A solution of 1 (4.8 mg) in 1 M HCl (3 mL) was heated in a water bath at 70 °C for 6 h. After cooling, the reaction mixture was neutralized with NaHCO₃ and extracted with CHCl3. Through TLC comparison with an authentic sample using EtOAc–EtOH–H2O (5:2:1) as a developing system, galactose and apiose were detected in the water layer (R_f = 0.35 and 0.48, respectively). The aqueous solution was further concentrated to dryness and dissolved in 1 mL pyridine. Then hydroxylammonium hydrochloride (1 mg) was added. The solution were kept in a 80 °C water bath for 30 min, followed by treatment with 1 mL Ac₂O and kept in a 90 °C water bath for another 40 min. The authentic monosaccharide samples were treated similarly as the hydrolysis products. Finally, 1 μL of these acetylated sugars were injected into a HP-20M capillary column using N₂ as carrier (oven temp. 210 °C) to be analyzed by GC using a FID detector (detector temp. 280 °C). Ultimately, the galactose and apiose were confirmed to be both d-configuration by comparing the retention times with those of standard samples: t_R: d-galactose 12.086 min, d-apiose 4.450 min, respectively.
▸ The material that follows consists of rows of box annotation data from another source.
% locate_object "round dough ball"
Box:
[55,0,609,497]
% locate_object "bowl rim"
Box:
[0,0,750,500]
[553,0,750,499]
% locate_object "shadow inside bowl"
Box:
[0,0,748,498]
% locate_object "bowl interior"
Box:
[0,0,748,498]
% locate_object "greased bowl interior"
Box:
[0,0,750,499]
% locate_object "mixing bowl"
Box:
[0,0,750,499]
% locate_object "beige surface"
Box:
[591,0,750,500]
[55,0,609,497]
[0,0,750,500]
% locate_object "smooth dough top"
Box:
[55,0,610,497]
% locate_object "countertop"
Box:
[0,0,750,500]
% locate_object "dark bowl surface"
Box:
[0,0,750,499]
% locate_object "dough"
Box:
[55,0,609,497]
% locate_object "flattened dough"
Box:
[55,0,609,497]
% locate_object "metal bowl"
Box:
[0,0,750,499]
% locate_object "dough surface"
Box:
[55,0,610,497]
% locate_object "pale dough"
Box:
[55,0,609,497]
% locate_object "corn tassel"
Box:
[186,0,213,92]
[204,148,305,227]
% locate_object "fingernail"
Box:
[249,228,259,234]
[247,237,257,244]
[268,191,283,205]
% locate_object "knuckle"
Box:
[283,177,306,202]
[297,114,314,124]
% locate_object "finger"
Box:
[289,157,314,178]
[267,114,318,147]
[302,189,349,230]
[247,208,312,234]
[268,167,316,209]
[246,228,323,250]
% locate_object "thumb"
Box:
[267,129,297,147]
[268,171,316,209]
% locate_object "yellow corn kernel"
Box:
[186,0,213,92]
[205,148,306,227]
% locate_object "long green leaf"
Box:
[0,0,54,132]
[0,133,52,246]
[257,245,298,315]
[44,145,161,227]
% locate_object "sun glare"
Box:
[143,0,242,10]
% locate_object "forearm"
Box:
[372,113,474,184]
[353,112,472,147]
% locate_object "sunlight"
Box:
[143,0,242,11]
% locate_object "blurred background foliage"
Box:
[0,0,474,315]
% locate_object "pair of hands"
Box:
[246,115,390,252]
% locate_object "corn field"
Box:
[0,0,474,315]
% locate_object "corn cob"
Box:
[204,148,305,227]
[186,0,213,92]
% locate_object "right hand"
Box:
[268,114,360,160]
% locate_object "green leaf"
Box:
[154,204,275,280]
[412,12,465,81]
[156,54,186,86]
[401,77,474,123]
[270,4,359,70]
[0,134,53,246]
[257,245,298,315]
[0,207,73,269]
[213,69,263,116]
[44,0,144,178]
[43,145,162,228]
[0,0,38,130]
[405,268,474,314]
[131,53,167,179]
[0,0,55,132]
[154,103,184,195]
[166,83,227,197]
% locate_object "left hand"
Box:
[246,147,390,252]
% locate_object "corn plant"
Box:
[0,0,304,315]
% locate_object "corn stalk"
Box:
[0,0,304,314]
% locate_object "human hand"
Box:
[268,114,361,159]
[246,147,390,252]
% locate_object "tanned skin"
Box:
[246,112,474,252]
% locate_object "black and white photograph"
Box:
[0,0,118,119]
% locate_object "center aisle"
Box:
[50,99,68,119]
3.5. Bioassay of Xanthine Oxidase Inhibitory Activity

The enzyme xanthine oxidase catalyses the oxidation of xanthine to uric acid. Inhibition of xanthine oxidase results in a decreased production of uric acid. The uric acid production was measured according to the increasing absorbance at 290 nm. Test solutions were prepared by adding xanthine (final concentrations 50 μM), hydroxylamine (final concentration 0.2 mM), EDTA (final concentration 0.1 mM), and flavonol glycosides in four concentrations (2.5, 5.0, 10.0, 20.0 μM). The reaction was started by adding 0.2 mL of xanthine oxidase (6.25 mU/mL) in a phosphate buffer solution (pH = 7.50, 200 mM). The mixture (total 1 mL) was incubated for 30 min at 37 °C. Prior to the measurement of uric acid prodution, the reaction was stopped by adding 0.1 mL of HCl (0.58 M) [7]. Allopurinol (2.5, 5.0, 10.0, 20.0 μM), a known xanthine oxidase inhibitor, was used as a positive control. The IC₅₀ values were calculated by the mean data values from three determinations.

4. Conclusions

The chemical investigation of P. sibirica L. var megalopha Fr. lead to the isolation of two new polygalin H (1) and polygalin I (2), as well as one known compound, polygalin D (3). The bioassay in vitro indicated that polygalin D had a high inhibitory activity against xanthine oxidase with an IC₅₀ of 16.00 μM. Moreover, those two new flavonol glycosides with rare hydroxymethyl function at C-6 in the skeleton of flavonoids showed stronger inhibitory activities against xanthine oxidase, with an IC₅₀ of 9.48 μM for 1 and 8.31 μM for 2, which deserved to be further studied.